My dog usually knows anyways bc she hears me grab her leash and collar, but I did the same thing - I just used to pick it up and put it on the counter, then move it to the bedroom, then not take her for an hour, ect.....so she never knows if she is going or not ;) TRICKY!
 
I guess he's better than I thought because he actually hasn't destroyed anthing when I'm gone. Its just me getting out the door. I will have to try the ignoring route as well when I come and go.

Thanks for all the suggestions. I will have to make a new game plan with all of them once I pick him up on Saturday and this time he's not going to my parents for overnight stays until he gets used to his new home.
 
I am certainly not the best dog trainer in the world (me and my humping Newfie!) PS. George has not gotten frisky with any guests for a month now!
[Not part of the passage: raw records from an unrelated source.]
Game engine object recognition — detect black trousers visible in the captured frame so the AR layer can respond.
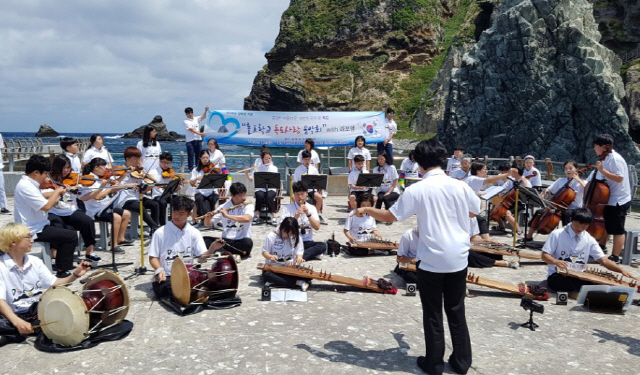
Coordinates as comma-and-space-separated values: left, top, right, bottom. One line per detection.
195, 193, 219, 216
256, 190, 276, 214
0, 302, 39, 347
547, 273, 593, 292
418, 268, 471, 374
302, 241, 327, 260
122, 197, 160, 228
48, 210, 96, 247
212, 237, 253, 259
376, 192, 400, 210
262, 271, 310, 288
36, 222, 78, 271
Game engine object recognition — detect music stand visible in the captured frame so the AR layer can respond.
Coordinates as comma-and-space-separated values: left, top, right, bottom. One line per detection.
196, 173, 227, 189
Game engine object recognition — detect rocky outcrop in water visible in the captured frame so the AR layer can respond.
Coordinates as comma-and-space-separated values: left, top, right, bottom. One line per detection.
438, 0, 640, 163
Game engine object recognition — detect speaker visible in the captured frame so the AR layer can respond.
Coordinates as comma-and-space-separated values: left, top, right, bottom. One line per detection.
406, 283, 418, 297
556, 292, 569, 305
262, 286, 271, 301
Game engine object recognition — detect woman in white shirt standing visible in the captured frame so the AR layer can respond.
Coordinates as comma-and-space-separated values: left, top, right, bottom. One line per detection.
373, 151, 400, 210
136, 125, 162, 172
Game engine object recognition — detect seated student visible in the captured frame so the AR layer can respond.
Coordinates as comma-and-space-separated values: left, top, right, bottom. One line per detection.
245, 148, 278, 225
445, 146, 464, 176
13, 155, 78, 277
262, 217, 311, 291
208, 182, 253, 259
190, 150, 219, 228
149, 196, 224, 298
47, 155, 101, 262
347, 135, 371, 171
372, 151, 400, 210
280, 182, 327, 261
293, 150, 326, 224
523, 155, 542, 186
0, 223, 91, 347
542, 208, 637, 292
60, 137, 82, 173
80, 158, 133, 253
115, 146, 160, 235
347, 155, 370, 209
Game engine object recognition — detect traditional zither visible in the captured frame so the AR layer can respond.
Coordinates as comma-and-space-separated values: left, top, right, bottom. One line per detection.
470, 242, 542, 260
556, 267, 640, 292
258, 263, 398, 294
467, 273, 549, 301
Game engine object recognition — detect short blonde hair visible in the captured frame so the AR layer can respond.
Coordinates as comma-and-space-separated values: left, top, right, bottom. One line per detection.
0, 223, 31, 254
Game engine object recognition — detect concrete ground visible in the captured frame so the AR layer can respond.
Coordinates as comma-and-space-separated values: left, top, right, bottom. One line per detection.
0, 197, 640, 375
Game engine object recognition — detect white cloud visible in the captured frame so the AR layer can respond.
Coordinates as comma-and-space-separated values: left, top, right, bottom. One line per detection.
0, 0, 289, 133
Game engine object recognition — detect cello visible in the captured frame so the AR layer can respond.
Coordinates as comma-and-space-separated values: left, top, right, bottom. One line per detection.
583, 145, 613, 241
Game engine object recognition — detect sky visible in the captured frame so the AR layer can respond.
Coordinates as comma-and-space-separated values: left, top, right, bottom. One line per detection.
0, 0, 289, 133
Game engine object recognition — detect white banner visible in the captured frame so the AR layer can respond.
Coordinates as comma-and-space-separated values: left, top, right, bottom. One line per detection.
204, 111, 389, 148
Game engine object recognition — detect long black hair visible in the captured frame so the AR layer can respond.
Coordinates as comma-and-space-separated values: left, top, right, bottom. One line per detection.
142, 125, 158, 147
278, 216, 300, 247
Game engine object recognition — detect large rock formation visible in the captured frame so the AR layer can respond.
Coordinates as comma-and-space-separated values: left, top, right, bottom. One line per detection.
438, 0, 640, 162
36, 124, 60, 138
122, 115, 184, 141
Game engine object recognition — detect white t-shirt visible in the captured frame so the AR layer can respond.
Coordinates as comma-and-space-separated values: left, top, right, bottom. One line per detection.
220, 199, 254, 240
542, 225, 604, 275
184, 116, 202, 142
0, 254, 58, 314
398, 228, 420, 258
293, 164, 320, 182
13, 175, 49, 238
596, 150, 631, 206
298, 150, 320, 166
344, 211, 376, 241
389, 168, 480, 273
262, 231, 304, 264
278, 202, 320, 242
149, 221, 207, 276
522, 167, 542, 186
347, 147, 371, 169
373, 165, 400, 194
548, 177, 584, 209
136, 141, 162, 171
82, 146, 113, 163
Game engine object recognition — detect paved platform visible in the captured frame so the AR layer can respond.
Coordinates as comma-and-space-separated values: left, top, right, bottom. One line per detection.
0, 197, 640, 375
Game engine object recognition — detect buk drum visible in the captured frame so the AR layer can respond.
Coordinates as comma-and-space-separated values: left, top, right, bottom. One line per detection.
38, 270, 129, 346
171, 253, 240, 306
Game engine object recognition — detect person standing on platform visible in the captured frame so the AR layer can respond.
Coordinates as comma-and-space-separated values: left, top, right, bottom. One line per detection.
184, 106, 209, 170
355, 139, 480, 374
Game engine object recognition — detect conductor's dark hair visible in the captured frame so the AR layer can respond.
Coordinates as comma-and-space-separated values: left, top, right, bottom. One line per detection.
142, 125, 158, 147
471, 161, 484, 176
82, 158, 107, 174
171, 195, 194, 212
291, 181, 307, 193
571, 207, 593, 224
278, 216, 300, 247
229, 182, 247, 196
413, 138, 448, 170
593, 134, 613, 146
60, 137, 78, 151
356, 191, 373, 208
24, 155, 51, 174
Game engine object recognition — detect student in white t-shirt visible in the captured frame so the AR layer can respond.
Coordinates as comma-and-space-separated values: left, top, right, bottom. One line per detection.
149, 196, 224, 298
373, 151, 400, 210
524, 155, 542, 186
136, 125, 162, 172
542, 208, 638, 292
0, 223, 91, 347
347, 135, 371, 171
262, 217, 311, 291
82, 134, 113, 169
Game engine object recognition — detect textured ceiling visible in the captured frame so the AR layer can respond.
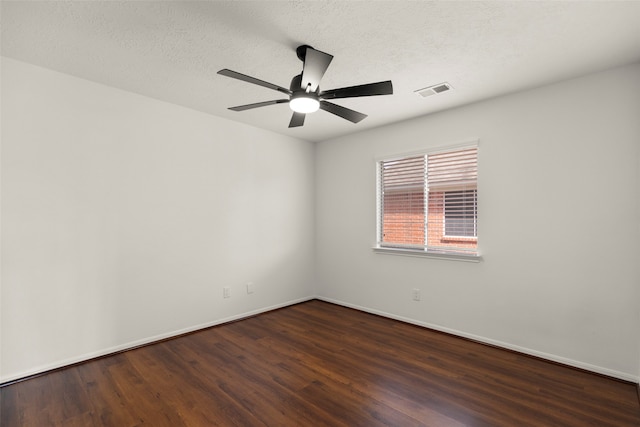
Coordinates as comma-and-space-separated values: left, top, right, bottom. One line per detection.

But when we leave Georgie for longer than usual, I put in this movie for dogs called, "The Movie For Dogs!" You can find it at themoviefordogs.com

I swear, its the funniest thing ever, its just a bunch of different scenes of dogs playing at the beach, in the park, fetching balls, etc...and George will lay there for a whole hour watching it! he barks at the dogs and whines, growls, its totally cute!:7 But it keeps him occupied and he seems to like the stimulation. Worth a try right? I sometimes think I am the one that likes the movie better!:)
 
Oh gosh tneah, my pug does that too.........I think it's a dominance thing b/c the dumb monster is neutered. How does he even get the urge? Weird.

However there's a world of difference betw. a humping Newfie & a humping pug.........:+

Diva, I'm not sure about transitioning your dog betw. your new place & your parents place. I think that might even make the situation worse b/c it'd be confusing for him. I've moved maybe 9 times in the last 12 years & the dogs always adjusted in time, it typically took 4-6 weeks.

Your dog needs you to be strong & give him structure. As a previous poster mentioned, it's actually a RELIEF for them when YOU are the alpha animal of the house. Just hang tough & don't give in to his pleading & misbehavior. If you do you'll never solve your problem & both you & your dog won't get to be happy together! :)
 
If nothing in your house has been destroyed, I doubt it seperation anxiety. Chewing soothes dogs and it's a common sign of seperation anxiety.

I seriously think you inadvertantly trained him to think it's play time when you get everything out and the more he reacts by blocking doors, etc, the more play time he gets. It could have started with something as simple as you feeling guilty for leaving him, so you got your stuff out, and turned and started acting sad and apologetic to him. Dogs are funny.

I think you know the game now, so you know how to break it. Good luck.
 
I would leave him with your father for now. Then, have your dad bring him over to your house every few days and you can all hang out together. Then dad takes him back home with him. Get him used to your place in little steps. Then you can graduate to keeping him overnight, then over the weekend and then increase his time with you until he is ready to stay with you full-time. Ease him into the transition. Good luck!